Would you ever believe what you knew was a lie?
Overwhelmingly, most people would say they would never do such a thing.
But what if…
Your job depended on your belief in a lie? Let’s say your employer makes a product that could cause consumers to become seriously ill. Your employer tells you that part of your job involves telling the public the product is safe. But you know it isn’t safe.
Do you quit? Not in this economy you wouldn’t.
Do you challenge your employer’s message to the public? It would be a good way to get demoted or fired.
Or what if…
The truth is just too hard to take. Let’s say you have an interest in genealogy. You research your family history and discover that some ancestors held slaves. Family and friends start asking you what you have found out.
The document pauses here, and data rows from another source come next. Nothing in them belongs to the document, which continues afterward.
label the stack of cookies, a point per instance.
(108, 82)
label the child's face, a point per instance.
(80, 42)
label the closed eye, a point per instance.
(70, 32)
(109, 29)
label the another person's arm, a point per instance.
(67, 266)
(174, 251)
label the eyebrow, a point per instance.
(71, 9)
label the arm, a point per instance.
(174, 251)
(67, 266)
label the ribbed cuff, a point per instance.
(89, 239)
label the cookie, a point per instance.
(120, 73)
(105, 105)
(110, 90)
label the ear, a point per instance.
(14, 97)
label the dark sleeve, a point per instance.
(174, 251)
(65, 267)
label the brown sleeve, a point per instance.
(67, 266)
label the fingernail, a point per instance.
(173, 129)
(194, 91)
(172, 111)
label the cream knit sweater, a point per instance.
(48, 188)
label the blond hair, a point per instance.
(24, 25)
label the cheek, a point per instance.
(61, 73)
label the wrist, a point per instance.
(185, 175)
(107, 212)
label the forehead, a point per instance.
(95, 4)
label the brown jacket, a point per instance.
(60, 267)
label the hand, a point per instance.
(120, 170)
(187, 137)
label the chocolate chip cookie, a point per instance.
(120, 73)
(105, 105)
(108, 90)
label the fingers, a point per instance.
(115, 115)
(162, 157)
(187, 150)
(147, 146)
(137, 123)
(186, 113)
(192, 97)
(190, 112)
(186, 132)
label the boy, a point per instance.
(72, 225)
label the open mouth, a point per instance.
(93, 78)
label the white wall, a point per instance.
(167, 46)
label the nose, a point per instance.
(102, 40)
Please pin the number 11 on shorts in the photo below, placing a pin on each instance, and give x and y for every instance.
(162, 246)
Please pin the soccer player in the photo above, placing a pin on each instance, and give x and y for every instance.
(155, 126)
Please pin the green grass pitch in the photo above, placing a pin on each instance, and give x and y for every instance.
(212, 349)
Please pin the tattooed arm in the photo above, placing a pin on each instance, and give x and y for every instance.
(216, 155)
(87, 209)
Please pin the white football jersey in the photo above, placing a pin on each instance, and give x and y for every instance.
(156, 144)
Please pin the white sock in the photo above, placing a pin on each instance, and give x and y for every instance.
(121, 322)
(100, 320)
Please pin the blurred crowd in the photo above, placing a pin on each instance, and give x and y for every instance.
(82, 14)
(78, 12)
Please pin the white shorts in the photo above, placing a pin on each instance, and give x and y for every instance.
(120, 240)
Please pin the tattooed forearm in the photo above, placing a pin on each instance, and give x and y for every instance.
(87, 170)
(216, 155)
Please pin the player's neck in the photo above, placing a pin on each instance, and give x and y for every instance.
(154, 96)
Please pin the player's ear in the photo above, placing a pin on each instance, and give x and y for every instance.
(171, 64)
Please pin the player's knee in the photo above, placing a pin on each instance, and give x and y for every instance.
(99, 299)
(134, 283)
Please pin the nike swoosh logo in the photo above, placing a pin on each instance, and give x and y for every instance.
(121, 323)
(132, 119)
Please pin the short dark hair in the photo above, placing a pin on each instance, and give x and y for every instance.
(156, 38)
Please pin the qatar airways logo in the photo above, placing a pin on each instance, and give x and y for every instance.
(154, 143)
Do you lie or leave out this part of the family tree? Then you are acting in agreement with a lie and you are encouraging others to believe it.
Do you admit what you have found out? Maybe you would, but from my experience, this admission is not especially common.
Or how about if…
Something else was more important than believing the truth? Let’s say you are looking for an edge to get into college. You didn’t really serve as the president of your schools’ honor society or work on the newspaper, but mentioning these lies would help your chances with little chance of getting caught.
Do you put the lies in, figuring “everybody does it”? This would be a type of justification and, in this case, hardly likely to be true.
Do you ever admit the truth to anyone? If not, you perpetuate a lie.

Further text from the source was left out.